When you don’t check the pulse of your surrounding community, you risk losing media opportunities and relationship-building moments that could drive more customers to your brand—and when a crisis arises, strong community engagement can make or break your outcomes.

This means the community engagement needs to be a priority in your marketing and communications strategy. “Read, listen, watch, engage. Consider community news in all its formats, including and especially newspapers; Twitter feeds and other social media pushes, organizational Facebook pages, anything about the organizations of interest to you," said Tania Cantrell Rosas-Moreno, a 2019 PRNEWS Top Women in PR honoree and Loyola University Maryland associate professor. "While you can set-up your own newsfeed captures, and that is helpful, be sure to get out of your own rut to be holistically aware of the community where you are nestled.

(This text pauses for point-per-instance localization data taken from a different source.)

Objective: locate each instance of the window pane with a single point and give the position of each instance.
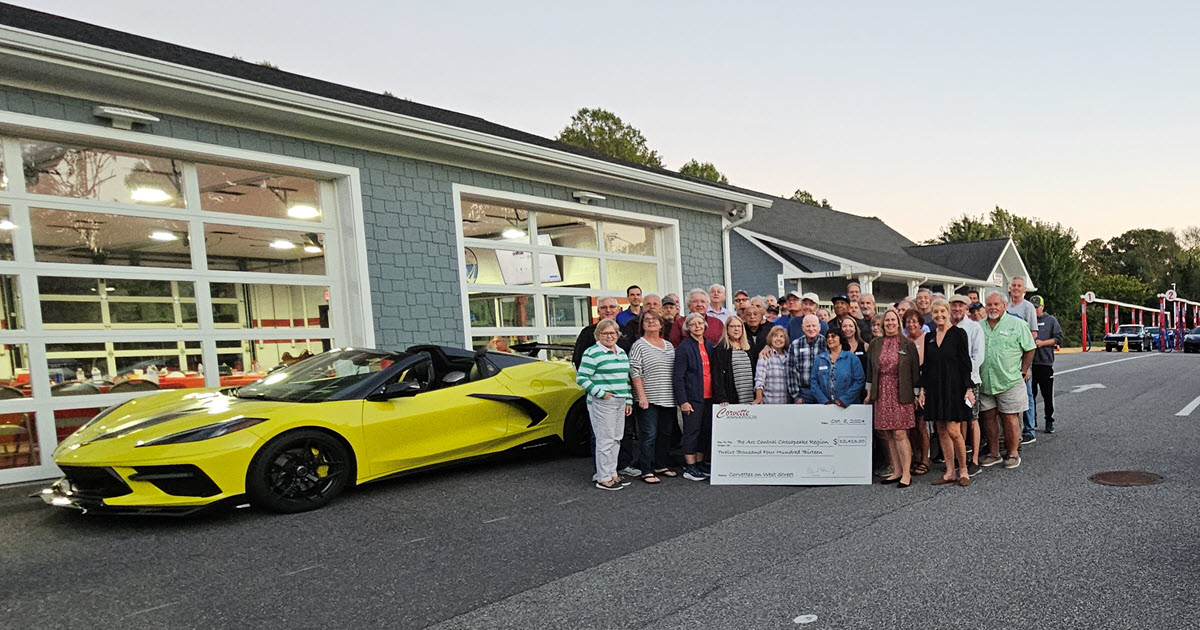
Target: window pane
(275, 251)
(563, 354)
(10, 304)
(241, 360)
(568, 311)
(269, 306)
(499, 342)
(258, 193)
(562, 231)
(621, 238)
(622, 274)
(70, 303)
(507, 267)
(574, 271)
(84, 173)
(101, 239)
(483, 220)
(79, 369)
(18, 436)
(490, 310)
(6, 228)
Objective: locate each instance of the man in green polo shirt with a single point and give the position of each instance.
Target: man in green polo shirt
(1008, 353)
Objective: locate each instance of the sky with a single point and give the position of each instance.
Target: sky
(1074, 112)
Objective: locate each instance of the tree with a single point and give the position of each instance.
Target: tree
(805, 197)
(603, 131)
(1047, 249)
(703, 171)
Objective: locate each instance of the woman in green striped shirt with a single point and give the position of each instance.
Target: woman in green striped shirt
(604, 375)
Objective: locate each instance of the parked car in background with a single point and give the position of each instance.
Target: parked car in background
(1135, 334)
(1155, 337)
(1192, 340)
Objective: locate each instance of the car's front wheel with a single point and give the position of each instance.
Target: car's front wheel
(298, 471)
(577, 430)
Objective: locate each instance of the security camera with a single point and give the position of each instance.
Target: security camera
(586, 197)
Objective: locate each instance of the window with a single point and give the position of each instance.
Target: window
(532, 273)
(151, 273)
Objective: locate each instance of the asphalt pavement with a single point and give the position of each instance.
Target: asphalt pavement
(527, 543)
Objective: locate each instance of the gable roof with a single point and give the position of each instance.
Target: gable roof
(89, 34)
(865, 240)
(976, 259)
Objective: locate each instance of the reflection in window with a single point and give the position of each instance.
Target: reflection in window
(577, 271)
(269, 305)
(621, 274)
(6, 227)
(102, 239)
(485, 220)
(621, 238)
(491, 310)
(82, 367)
(263, 250)
(573, 311)
(70, 303)
(258, 193)
(84, 173)
(563, 231)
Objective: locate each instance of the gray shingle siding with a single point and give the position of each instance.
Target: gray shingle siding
(408, 215)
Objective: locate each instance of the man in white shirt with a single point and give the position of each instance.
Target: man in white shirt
(1024, 309)
(959, 307)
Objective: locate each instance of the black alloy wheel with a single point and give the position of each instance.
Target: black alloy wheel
(577, 430)
(299, 471)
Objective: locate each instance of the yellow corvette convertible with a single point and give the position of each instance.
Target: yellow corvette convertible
(298, 437)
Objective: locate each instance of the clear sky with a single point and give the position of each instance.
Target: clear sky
(1078, 112)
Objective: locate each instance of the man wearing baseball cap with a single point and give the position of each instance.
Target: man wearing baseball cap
(1048, 339)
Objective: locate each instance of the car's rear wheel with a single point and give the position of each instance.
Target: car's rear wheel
(298, 471)
(577, 430)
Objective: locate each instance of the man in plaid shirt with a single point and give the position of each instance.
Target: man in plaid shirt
(801, 355)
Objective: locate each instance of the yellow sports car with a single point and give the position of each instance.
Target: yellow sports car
(298, 437)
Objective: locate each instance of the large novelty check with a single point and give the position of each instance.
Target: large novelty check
(791, 444)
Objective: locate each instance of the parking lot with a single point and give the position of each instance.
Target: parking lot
(528, 543)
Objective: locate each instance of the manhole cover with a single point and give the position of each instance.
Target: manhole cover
(1127, 478)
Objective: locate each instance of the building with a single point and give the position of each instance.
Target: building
(174, 219)
(213, 219)
(792, 245)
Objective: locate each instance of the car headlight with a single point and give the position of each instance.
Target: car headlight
(205, 432)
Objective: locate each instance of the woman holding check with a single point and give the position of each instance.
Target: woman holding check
(838, 375)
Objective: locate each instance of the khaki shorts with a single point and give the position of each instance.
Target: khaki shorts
(1011, 401)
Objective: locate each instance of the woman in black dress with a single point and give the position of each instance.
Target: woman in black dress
(946, 390)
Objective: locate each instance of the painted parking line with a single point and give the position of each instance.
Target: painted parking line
(1105, 363)
(1191, 407)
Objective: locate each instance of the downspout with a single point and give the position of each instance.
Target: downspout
(725, 245)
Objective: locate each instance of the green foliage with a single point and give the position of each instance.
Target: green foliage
(805, 197)
(703, 171)
(1048, 250)
(603, 131)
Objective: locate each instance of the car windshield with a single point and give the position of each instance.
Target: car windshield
(321, 378)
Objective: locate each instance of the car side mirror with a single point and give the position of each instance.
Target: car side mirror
(396, 390)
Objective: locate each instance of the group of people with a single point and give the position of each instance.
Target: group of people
(961, 365)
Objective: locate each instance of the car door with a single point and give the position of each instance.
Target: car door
(437, 425)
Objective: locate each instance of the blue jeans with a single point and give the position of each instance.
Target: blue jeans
(1030, 419)
(654, 437)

Then, decipher what is interesting from what is important and focus on the latter.”

By proactively taking these steps, community partners can quickly rally with you versus against you in crisis moments.  Without this level of engagement, you may find that instead of partners, you have antagonists.

"People today do business with people they know and like," noted Ruth Toomey, executive director of the Maryland Tourism Coalition. “Get involved and give back. By getting involved in the community you become part of the community. Should a crisis strike within your company or organization, those people will remember what you have done for the community and will band together and help you out! If you are a big corporate company and think just joining a chamber is enough, it is not. The community notices when you are absent.”  Toomey noted that the Red Cross often leads by example with this concept, readily reaching out to the community to volunteer time or donate items when a crisis strikes. Community partners who feel valued have proven that they will lend a sense of calm as you try to mitigate the crisis at hand.

Take time to evaluate your current community pulse and how it’s growing.  Some questions to consider:

  • Are you supporting your local businesses?
  • Are you building your social media feed to raise your own community awareness and stretch your insights past your comfort zone?
  • Do you regularly engage with your community on social media and through other channels?
  • Do you give back, either monetarily or with time and effort, to causes important to your community?